The design of the heat exchanger 7 with two chambers - collectors 8 and 9 allows you to vary the speed of the coolant, because thanks to the partitions 10 in the chambers, a serial-parallel connection scheme is possible. The highest flow rate during the serial connection of the pipes of the heat exchanger 7 and the lowest speed in parallel. Thus, choosing a connection scheme and, therefore, increasing the speed of the product, coking can be prevented when oil or oil products are heated.
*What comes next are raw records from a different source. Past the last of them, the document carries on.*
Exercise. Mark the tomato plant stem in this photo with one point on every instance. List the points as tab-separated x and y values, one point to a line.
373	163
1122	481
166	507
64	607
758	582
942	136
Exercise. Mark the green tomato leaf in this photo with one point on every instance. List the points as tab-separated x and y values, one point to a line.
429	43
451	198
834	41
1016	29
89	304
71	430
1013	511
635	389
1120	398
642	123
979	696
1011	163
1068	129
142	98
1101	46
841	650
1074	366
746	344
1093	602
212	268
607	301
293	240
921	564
 As a burner 2, a modernized commercially available burner (type GKVD can be used) can be used. The modernization consists in the use of a swirl 6 air flow. Swirler 6 blade. The angle of the blades is 15 degrees to the horizon. The gas trunks 5 of the burner pass between the blades of the swirl 6. The air to the burner 2 is supplied from the blower through the duct 4. The air pressure in front of the burner 2 is 200-300 mm c. Art.

 The heat exchanger 7 is made of steel pipes with a distance between them of 5 to 12 mm. The combustion chamber 1 is supplied to the installation site ready-made and assembled with a heat exchanger 7. Then the furnace is tied up with gas, product, blast air is connected to the burner 2 and the furnace is started. The power of the furnace is not limited. A furnace with a capacity of 100 kW to 70 MW uses one burner.
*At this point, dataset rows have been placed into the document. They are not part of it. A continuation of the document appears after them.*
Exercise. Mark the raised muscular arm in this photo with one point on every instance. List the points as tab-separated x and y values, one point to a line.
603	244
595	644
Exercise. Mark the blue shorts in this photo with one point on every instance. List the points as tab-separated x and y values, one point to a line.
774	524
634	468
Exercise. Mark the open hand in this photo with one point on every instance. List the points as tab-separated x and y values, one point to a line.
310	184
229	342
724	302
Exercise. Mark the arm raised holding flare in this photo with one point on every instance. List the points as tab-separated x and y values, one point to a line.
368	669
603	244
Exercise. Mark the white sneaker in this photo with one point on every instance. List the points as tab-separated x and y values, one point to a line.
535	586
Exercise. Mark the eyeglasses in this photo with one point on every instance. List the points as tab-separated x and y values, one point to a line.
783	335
 The air flow passes through the swirl 6 and is intensively mixed with gas, after which it enters the combustion chamber 1. The higher the mixing speed, the higher the burning rate at a faster pace. Thus, in chamber 1, complete combustion of the fuel occurs without products of incomplete combustion, such as CO, both at small and at high loads.
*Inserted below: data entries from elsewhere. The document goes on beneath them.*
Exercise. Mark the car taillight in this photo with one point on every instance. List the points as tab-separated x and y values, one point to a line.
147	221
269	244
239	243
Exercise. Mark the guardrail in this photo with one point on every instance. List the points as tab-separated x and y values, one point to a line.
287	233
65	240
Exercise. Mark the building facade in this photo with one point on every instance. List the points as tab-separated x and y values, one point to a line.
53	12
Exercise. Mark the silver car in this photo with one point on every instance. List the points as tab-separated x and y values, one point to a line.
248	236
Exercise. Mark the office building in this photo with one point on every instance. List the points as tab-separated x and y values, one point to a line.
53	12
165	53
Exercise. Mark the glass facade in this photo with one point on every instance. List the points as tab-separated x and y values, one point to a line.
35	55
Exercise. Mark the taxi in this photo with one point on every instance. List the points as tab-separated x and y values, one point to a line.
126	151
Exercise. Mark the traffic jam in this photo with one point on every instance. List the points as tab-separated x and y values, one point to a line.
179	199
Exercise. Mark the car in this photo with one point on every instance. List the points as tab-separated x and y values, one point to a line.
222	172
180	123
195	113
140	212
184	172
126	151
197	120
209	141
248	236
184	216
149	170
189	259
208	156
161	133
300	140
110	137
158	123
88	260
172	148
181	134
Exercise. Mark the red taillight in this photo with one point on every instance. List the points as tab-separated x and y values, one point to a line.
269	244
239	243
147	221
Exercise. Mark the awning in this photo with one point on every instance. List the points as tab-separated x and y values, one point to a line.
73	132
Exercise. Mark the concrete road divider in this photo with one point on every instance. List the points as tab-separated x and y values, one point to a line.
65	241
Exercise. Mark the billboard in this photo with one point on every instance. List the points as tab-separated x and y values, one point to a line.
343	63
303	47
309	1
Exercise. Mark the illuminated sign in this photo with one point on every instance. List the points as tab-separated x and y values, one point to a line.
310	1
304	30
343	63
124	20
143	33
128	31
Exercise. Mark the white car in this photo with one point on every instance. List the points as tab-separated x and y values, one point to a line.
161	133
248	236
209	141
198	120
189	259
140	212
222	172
 The ratio of power to mass of the proposed furnace is 2 Gcal per ton, which is 5-10 times less than that of known tube furnaces having a radiant chamber.

Claims

Claim

 1. A tube furnace containing a combustion chamber with a burner in communication with a heat exchange chamber in which product pipes are located, characterized in that the burner includes gas trunks and an air duct, while the ends of the gas trunks are placed in the combustion chamber around the exhaust outlet, and a combustion chamber is installed a swirl of air flow, and the product pipes are a tubular heat exchanger with a transversely streamlined tube bundle.

2. The furnace according to claim 1, characterized in that partitions are installed in the collectors of the tubular heat exchanger with the formation of a series-parallel pipe connection scheme.

 3. The furnace according to claim 1, characterized in that the combustion chamber has a cylindrical shape, and the heat exchange chamber in a cross section has a rectangular shape.

 4. The furnace according to claim 3, characterized in that the axis of the gas trunks are parallel to the axis of the duct and the combustion chamber.

 5. The furnace according to claim 1, characterized in that the swirl is a blade swirl, between the blades of which the ends of the gas trunks are located.